Tiba di Jakararta, Stanley  langsung menuju apartemen Billy, niatny hanya ingin istirahat, menghadapi banyak kemarahan dan masalah membuatnya tidak bisa tidur berhari-hari, baru juga  ia ingin masuk lif seorang petuga keamanan gedung mendekat.


“Selamat siang Pak.”


“Ya siang Pak ada apa?”


“Wanita itu sudah beberapa hari ini selalu datang ke sini memaksa ingin bertemu bapak.”


“Siapa?” melirik seseorang yang duduk di sofa yang terhalang   tanaman dalam vot.


Tiba-tiba wanita itu berdiri dan menghampiri  mereka bertiga.

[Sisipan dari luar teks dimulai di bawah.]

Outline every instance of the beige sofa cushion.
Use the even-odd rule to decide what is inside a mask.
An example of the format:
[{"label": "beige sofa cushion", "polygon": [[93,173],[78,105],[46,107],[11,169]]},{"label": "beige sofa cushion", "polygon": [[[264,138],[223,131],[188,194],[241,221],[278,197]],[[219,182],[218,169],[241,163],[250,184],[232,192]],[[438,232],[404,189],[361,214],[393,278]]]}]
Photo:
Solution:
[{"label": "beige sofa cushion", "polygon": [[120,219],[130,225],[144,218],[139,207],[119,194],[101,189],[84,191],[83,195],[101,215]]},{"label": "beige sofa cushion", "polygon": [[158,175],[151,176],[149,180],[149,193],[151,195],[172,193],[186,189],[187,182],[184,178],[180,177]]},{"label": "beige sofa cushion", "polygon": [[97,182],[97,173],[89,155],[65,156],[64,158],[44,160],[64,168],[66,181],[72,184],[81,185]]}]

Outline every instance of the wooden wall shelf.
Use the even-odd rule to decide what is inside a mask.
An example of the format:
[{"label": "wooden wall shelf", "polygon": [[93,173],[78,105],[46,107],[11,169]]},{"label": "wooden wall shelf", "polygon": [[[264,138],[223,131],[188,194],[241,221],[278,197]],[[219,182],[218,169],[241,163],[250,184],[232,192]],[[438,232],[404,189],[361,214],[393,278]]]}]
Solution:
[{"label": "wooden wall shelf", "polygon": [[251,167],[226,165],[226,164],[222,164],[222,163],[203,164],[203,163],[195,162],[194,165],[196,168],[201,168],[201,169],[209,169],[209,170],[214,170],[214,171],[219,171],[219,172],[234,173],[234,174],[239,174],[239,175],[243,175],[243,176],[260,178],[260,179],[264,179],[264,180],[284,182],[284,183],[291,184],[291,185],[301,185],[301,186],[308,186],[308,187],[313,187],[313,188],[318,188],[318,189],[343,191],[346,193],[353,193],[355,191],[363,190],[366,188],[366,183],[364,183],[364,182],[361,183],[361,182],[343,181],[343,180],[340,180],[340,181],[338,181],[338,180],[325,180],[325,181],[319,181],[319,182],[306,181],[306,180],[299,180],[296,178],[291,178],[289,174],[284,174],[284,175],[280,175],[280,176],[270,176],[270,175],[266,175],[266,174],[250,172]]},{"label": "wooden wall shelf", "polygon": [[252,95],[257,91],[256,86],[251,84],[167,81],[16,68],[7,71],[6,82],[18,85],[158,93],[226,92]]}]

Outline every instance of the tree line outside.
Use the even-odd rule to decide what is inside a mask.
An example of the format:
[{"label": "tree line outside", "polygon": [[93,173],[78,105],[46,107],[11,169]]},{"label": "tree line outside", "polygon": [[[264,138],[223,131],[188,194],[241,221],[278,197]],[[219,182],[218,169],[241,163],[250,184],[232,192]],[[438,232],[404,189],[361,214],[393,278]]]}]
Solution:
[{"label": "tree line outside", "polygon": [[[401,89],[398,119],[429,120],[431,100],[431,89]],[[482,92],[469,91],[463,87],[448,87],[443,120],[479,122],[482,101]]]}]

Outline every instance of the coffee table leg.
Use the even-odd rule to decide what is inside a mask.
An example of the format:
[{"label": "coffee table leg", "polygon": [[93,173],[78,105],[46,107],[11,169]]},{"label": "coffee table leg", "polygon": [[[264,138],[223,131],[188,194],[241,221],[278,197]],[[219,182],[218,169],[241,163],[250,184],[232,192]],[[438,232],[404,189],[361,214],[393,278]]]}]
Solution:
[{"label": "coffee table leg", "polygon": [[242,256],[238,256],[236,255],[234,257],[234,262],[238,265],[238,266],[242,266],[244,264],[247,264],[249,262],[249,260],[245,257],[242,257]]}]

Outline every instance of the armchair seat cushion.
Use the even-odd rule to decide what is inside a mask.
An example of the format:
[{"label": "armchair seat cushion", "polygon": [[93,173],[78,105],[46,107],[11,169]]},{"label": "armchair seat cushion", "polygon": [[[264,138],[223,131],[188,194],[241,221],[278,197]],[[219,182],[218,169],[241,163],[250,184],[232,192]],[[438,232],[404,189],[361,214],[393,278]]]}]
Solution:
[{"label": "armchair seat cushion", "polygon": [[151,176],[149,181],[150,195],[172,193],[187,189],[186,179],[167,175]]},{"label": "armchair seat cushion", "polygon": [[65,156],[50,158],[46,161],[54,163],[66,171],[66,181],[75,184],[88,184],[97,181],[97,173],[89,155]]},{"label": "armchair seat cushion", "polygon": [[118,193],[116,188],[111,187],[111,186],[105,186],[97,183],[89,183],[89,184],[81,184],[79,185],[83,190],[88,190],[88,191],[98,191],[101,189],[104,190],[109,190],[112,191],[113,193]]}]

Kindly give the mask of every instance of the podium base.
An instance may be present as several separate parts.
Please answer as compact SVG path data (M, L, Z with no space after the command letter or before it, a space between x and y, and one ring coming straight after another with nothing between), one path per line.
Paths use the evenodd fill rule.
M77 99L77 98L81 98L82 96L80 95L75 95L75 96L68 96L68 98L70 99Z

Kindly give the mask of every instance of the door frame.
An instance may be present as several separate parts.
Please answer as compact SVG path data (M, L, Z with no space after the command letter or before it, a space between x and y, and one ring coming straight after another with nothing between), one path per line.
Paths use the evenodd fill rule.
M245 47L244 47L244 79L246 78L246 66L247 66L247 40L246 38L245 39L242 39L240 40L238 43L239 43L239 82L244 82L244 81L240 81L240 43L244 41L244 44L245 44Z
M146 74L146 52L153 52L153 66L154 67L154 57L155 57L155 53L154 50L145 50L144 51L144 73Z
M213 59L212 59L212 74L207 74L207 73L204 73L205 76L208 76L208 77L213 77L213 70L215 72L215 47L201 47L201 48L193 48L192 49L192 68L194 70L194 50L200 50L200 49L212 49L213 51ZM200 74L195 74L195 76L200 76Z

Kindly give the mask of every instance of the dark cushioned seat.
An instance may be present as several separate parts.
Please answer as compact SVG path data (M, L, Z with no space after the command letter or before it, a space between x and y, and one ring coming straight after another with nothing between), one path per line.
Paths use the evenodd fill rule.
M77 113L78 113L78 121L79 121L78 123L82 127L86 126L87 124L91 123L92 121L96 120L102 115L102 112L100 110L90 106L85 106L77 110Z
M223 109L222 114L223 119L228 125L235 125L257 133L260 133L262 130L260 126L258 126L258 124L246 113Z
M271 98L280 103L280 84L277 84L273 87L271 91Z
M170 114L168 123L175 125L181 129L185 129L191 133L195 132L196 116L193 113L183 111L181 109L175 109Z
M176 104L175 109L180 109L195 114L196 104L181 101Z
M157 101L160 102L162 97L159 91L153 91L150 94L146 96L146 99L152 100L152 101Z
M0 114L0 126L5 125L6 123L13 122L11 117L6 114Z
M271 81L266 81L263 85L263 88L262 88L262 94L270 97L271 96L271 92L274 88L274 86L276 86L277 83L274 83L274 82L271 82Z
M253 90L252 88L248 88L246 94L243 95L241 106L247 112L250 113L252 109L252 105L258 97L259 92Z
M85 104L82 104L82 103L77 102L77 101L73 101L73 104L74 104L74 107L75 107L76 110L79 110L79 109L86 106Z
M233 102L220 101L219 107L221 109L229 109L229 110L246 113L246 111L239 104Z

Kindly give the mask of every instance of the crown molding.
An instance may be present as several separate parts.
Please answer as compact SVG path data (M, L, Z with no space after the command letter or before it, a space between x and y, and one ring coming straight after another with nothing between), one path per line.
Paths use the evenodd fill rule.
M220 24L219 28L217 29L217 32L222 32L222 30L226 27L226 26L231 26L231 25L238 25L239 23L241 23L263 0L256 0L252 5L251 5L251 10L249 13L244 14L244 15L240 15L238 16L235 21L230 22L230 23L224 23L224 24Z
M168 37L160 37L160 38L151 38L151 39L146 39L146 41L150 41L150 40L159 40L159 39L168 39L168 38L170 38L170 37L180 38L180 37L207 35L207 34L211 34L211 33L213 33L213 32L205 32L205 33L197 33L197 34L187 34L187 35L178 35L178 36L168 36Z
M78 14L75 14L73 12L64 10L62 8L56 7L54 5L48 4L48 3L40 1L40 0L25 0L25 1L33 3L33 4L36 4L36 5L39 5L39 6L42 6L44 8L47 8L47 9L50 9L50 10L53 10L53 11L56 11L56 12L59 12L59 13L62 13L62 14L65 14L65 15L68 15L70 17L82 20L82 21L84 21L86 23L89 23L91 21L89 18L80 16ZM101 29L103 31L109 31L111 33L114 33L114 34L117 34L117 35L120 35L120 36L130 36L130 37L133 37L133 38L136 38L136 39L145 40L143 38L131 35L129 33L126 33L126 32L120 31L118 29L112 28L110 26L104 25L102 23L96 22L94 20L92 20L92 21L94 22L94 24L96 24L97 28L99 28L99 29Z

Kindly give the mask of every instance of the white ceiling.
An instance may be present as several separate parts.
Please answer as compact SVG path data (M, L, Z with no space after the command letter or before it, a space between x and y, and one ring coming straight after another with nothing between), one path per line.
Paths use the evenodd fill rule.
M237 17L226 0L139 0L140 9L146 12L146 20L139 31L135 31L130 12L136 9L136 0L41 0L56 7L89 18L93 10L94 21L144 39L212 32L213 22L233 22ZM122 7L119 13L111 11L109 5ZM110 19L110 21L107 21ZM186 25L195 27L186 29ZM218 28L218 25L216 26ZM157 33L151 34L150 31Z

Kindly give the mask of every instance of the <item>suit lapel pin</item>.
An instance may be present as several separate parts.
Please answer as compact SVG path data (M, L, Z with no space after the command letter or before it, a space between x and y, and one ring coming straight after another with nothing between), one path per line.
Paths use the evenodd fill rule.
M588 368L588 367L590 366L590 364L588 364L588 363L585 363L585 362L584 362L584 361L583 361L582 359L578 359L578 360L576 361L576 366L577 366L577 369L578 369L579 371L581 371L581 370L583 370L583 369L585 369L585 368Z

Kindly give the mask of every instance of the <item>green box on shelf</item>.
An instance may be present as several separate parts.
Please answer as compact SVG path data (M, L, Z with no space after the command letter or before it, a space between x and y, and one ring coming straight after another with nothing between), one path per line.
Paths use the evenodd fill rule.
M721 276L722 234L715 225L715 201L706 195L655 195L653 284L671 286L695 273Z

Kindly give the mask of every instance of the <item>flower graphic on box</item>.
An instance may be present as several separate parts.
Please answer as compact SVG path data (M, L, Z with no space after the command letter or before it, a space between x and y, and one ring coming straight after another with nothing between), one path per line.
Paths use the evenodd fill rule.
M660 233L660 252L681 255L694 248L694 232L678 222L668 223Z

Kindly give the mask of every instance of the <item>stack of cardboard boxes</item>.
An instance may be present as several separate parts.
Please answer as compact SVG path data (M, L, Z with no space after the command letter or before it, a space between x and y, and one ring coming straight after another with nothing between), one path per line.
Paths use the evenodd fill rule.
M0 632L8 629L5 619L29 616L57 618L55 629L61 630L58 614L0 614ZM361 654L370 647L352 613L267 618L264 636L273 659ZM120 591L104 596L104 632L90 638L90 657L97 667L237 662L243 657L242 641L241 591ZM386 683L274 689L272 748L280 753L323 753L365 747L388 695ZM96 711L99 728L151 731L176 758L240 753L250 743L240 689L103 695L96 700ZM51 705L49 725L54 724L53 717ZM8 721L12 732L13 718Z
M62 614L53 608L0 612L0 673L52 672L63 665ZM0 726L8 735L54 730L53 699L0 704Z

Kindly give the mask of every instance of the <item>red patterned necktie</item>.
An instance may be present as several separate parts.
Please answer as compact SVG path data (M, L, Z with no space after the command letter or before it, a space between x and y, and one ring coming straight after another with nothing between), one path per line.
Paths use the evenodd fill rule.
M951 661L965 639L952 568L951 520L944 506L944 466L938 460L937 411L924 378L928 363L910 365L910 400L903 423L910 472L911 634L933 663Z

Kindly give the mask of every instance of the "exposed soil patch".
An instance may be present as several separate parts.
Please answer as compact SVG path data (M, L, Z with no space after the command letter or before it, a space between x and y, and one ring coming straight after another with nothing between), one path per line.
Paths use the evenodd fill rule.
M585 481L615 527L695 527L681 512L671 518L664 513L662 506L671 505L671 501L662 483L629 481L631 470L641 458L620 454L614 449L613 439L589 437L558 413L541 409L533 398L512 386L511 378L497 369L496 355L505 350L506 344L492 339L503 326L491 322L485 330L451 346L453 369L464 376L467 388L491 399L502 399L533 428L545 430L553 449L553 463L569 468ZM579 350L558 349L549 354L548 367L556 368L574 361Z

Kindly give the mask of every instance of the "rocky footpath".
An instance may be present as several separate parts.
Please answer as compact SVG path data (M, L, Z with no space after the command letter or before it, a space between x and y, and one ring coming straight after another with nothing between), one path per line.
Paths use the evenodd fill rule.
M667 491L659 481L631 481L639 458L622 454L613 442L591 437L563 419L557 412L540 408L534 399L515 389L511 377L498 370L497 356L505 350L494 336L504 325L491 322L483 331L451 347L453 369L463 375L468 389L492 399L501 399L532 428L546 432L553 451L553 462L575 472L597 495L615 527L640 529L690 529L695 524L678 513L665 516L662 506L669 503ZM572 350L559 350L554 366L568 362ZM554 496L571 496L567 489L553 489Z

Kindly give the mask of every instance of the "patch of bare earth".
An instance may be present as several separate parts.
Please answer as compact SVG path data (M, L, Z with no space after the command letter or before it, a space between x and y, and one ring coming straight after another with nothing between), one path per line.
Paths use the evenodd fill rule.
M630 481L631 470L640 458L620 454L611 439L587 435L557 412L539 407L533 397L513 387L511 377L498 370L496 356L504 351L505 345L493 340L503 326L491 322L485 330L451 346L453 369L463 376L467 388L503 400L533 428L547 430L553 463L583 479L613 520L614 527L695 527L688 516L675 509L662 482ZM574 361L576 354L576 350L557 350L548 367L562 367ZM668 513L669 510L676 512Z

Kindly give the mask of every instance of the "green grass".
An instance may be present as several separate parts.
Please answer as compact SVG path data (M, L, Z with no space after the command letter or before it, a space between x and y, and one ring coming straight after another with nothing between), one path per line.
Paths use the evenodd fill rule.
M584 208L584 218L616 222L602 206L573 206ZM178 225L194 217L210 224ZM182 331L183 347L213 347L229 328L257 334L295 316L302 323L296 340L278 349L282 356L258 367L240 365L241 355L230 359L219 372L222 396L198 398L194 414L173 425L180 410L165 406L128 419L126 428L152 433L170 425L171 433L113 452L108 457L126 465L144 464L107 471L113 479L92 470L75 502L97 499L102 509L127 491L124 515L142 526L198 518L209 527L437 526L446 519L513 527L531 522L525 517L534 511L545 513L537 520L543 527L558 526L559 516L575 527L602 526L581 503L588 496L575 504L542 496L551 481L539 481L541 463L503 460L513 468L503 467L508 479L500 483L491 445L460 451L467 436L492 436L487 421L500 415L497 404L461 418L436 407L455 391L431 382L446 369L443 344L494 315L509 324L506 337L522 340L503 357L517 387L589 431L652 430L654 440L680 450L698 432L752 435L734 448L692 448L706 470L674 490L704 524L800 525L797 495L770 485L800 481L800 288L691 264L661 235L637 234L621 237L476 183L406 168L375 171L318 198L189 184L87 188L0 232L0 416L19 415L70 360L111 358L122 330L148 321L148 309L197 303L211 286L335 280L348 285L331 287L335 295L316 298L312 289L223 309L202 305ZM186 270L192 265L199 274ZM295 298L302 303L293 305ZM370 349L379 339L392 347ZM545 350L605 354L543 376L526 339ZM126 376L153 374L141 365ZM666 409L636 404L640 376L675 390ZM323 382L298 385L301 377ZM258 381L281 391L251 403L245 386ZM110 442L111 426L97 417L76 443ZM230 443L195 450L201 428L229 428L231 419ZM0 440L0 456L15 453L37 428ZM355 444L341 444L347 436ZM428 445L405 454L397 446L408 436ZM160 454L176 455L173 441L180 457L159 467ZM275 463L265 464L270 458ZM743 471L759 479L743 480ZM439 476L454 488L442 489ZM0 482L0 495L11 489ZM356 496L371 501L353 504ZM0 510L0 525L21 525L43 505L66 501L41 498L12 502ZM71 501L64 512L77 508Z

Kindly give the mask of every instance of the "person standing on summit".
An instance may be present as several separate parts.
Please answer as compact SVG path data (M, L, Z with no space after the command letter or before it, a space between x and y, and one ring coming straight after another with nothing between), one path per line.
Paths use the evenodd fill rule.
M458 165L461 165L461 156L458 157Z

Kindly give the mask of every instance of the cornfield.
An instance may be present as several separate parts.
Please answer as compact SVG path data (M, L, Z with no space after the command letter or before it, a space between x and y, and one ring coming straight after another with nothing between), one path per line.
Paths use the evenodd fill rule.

“Bos bukan itu Shopia,” ujar Bill.


“Mungkin dia sudah mendengar semuanya dan dia akan membalas,” ujar Stanley mengusap dagunya dengan tenang.


“Hai sayang …,” sapa wanita seksi itu lansung mengalungkan tangannya di leher Stanley.


Mereka bertiga saling menatap, tadinya Stanley berpikir kalau Shopia akan memarahinya.


‘Apa dia belum tahu apa yang terjadi pada ayahnya di kampung?’


“Shopia apa yang kamu lakukan di sini?”


“Menunggu kamu Bab, kamu dari mana saja.”


Stanley memberi kode pada kedua anak buahnya untuk meninggalkan mereka berdua.


“Baiklah , mari kita bicara sebentar.” Stenley mengajak wanita berpakaian kurang bahan itu ke arah taman.


“Sayang aku merindukanmu.”


“Shopia, aku ingin bicara  jujur padamu.”


“Apa?” tanya Shopia masih manja.


“Aku tidak ingin mendapat masalah dengan Jhon kekasihmu, jadi mari kita jangan bertemu lagi, aku  ingin menjalani hidup dengan tenang. Tapi apa kamu tidak menepeon dia?”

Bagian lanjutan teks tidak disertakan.